I want to use some mathematical expression over kernels in convolution. I wrote some codes as a dummy example.

1- My question is this kind of definition is true for gradient flow?, and
2- Should we use super()__init__ definition?
3- Does autograd allow logical constrains like x = x.*(x<5) (matlab-like) in forward?

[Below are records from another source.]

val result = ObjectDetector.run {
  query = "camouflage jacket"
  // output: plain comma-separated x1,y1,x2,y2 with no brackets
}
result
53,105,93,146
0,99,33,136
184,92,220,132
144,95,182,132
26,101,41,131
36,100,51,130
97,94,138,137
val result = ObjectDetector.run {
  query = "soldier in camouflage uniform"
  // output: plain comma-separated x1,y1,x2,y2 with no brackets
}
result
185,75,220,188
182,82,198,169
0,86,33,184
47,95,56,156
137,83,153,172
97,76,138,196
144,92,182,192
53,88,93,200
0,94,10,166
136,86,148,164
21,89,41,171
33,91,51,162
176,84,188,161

class new_conv(nn.Conv2d):
    def __init__(self, dim):
        self.W   = Variable(torch.randn(dim, 1).type(dtype), requires_grad=True)
        self.act = F.relu()

    def forward(self, x):
        xMean = x.mean(dim=1, keepdim=True).mean(dim=2, keepdim=True).mean(dim=3, keepdim=True)
        x = x - xMean 
        
        w = self.W**2
        wMean = w.mean(dim=1, keepdim=True).mean(dim=2, keepdim=True).mean(dim=3, keepdim=True)
        w = F.relu(w-wMean)
        x = torch.cat((x,x**2),2)              # Channelwise concatenating 
        
        return self.act(F.conv2d(x, w))

4- Last question, can we express this module as function? In such a definition, every iteration I use new_conv in the forward step, I doubt that weights are reassigned. So even if the expression works, it will be untrainable, as if.

Many thanks…

def new_conv(x,dim):
    W   = Variable(torch.randn(dim, 1).type(dtype), requires_grad=True)
    xMean = x.mean(dim=1, keepdim=True).mean(dim=2, keepdim=True).mean(dim=3, keepdim=True)
    x = x - xMean 
        
    w = W**2
    wMean = w.mean(dim=1, keepdim=True).mean(dim=2, keepdim=True).mean(dim=3, keepdim=True)
    w = F.relu(w-wMean)
    x = torch.cat((x,x**2),2)              # Channelwise concatenating 
        
    return F.relu(F.conv2d(x, w))

albanD · September 10, 2019, 8:45pm

Hi,

Not sure what you refer to in that question.
You should always call super().__init__() if you subclass an nn.Module() and you write a custom __init__() function.
The autograd allows for that. Just note that no gradient (a gradient of 0) will flow back on the side of x<5 because this gives a piece-wise constant output which has a gradient of 0 almost everywhere. In general, the autograd engine will raise an exception if it cannot compute the gradients you ask for.
You want to use nn.Module over just a python function if you have some parameters. Which is your case here actually. Note as well that parameters should be of type nn.Parameter (in your case: self.W = nn.Parameter(torch.randn(dim, 1).type(dtype)) so that it will be properly found as a parameter of your network when you do net.parameters() (for example to give all your parameters to your optimizer).
If you do the function you showed, then it will generate random weights every time and no learning will happen, which is not what you want I guess as you set requires_grad = True here.
Keep in mind that in pytorch, your code is run at every forward pass.

nclk · September 11, 2019, 3:44pm

@albanD Thank you for your answer. it was informative and helpful for me.